Hacker News Clone

Redshift vs. BigQuery vs. Snowflake benchmark

by georgewfraser on 10/9/2017, 2:54 PM with 57 comments

by boulos on 10/9/2017, 4:26 PM
Disclosure: I work on Google Cloud (but not BigQuery specifically).
Cool! First, thanks for doing this.
You allude to it a little in your text, but I think your cost model:
(cost_per_hour / 3600) * query_in_seconds / expected_utilization
doesn't (often) work out. Your benchmarks only run one query at a time, so BigQuery will look pretty expensive compared to the smallest Redshift/Snowflake cluster.
Have you tried simulating say a team of 10 analysts by sending concurrent queries? (You will see the average runtime go up as you fill the box). Alternatively, even 18% utilization is probably way too much for a single person/analyst!

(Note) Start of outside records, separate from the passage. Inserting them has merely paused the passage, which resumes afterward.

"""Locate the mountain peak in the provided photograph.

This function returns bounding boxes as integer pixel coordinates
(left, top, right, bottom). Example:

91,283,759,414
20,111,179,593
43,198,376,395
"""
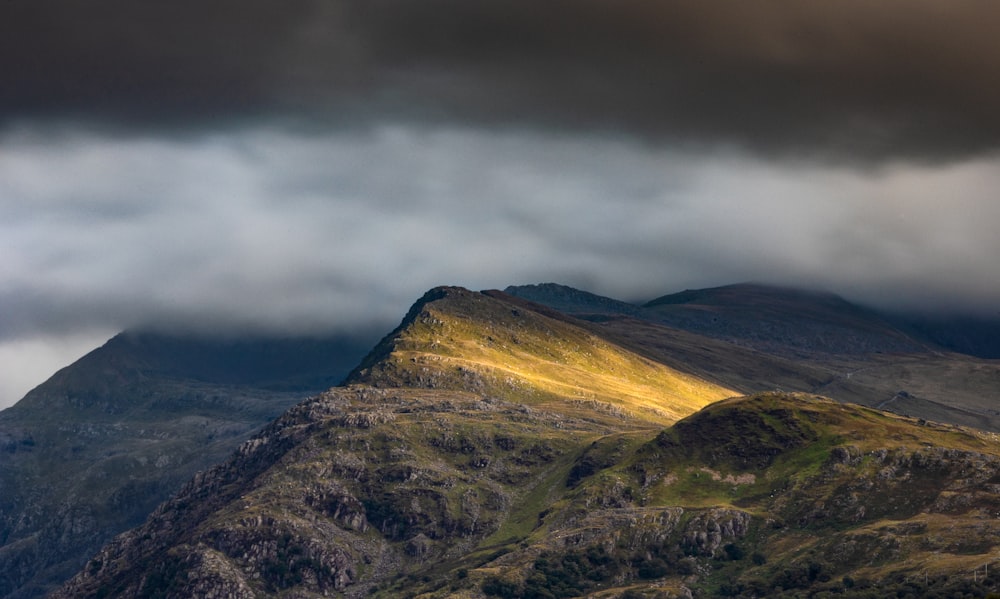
347,287,735,423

P.S.: You seem to have checked in export PGPASSWORD=...
by mulmen on 10/10/2017, 12:19 AM
I have to consider these results to be meaningless based only on the fact that you do not use the "advanced" features like sort and distribution keys. In Redshift especially sort and distribution keys are not "advanced" features, they are fundamental factors in determining performance.
Your justification for this is that you don't know how queries will run but that's a poor excuse. With your star schema example dataset it should be easy to pick distribution keys that match the access patterns of commonly joined tables. There may be tradeoffs here but it's far from impossible and you are crippling performance by not using these features.

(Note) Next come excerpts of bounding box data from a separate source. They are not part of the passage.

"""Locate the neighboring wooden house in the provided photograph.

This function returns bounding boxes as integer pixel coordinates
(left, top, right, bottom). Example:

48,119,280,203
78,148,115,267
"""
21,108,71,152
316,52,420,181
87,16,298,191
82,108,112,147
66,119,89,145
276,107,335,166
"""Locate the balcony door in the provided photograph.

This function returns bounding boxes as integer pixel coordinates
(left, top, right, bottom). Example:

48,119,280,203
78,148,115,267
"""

by robbles on 10/9/2017, 4:17 PM
I'm not sure leaving out sort and dist keys is actually being fair to Redshift here.
I get the argument that you're avoiding any "special tuning", but these are basic features that the docs and most guides will tell you are not really optional. In my mind it's more like leaving out the primary key declaration on a table in Postgres or MySQL.

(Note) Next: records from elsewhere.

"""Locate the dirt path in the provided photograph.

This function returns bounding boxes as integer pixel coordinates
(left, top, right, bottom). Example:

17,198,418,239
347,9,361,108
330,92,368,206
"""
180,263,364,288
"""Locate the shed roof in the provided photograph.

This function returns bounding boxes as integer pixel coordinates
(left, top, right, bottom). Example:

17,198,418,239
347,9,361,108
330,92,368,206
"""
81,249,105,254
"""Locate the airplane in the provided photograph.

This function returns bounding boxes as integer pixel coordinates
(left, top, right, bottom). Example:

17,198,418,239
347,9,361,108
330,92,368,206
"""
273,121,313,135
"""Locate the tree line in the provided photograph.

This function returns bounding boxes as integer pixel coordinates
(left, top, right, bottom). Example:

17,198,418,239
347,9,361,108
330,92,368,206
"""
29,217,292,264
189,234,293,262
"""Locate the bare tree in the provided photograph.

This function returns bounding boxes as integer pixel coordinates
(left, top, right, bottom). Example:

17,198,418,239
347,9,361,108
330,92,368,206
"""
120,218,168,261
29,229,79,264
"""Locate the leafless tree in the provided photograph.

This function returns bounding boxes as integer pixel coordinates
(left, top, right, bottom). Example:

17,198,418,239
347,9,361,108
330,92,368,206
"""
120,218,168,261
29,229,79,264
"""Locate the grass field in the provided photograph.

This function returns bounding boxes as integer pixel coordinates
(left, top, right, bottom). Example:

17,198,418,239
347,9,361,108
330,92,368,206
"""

by manigandham on 10/9/2017, 3:58 PM
BigQuery is one of the few products that truly feels magical. It lives up to the "no-ops" model of just working without thinking about details and handles any scale of data you have.
Only downsides would be cost-per-run pricing and low-latency queries.
by CobrastanJorji on 10/9/2017, 4:52 PM
This is super well written! I've seen a lot of benchmark queries show up on Hacker News, and I think this one is exceptional for calling out and justifying all of its assumptions, then comparing it to other benchmarks and explaining how they might be different. I really appreciate all of that clarity. That academic but easy-to-read style doesn't make for flashy headlines but it's so much more informative.
by flgr on 10/9/2017, 5:33 PM
I don't know; personally I feel like the scale here is much too low to be relevant. Also I think not investing the time to tune sort and dist keys makes the comparison meaningless.
But maybe that just becomes meaningful at larger data sizes and maybe most people work with less data most of the time.
by tziki on 10/9/2017, 5:45 PM
Do you plan to take into account the developer cost? BigQuery is more managed than Redshift so that definitely factors into the "real world" cost analysis.
by fibo on 10/9/2017, 8:03 PM
I am using Redshift since two years and, as every database has its own SQL dialect and its own tricks, but it is a really good product. It is a pity that Amazon forked early PostgreSQL v8 and not PostgreSQL v9 (with array support) but if I think about databases I used before (I was admin of a Netezza instance and user of an Oracle instance, they were Data Warehouses too) I realize it is a really big step forward that now we can create with few clicks and witha really fast provisioning time, a database that took days, even month (contracts, waiting they arrive to datacenter, DBAs configuring it, installing it, etc) to have it up and running, that now thinking about Redshift or Big Query it seems to live in another era.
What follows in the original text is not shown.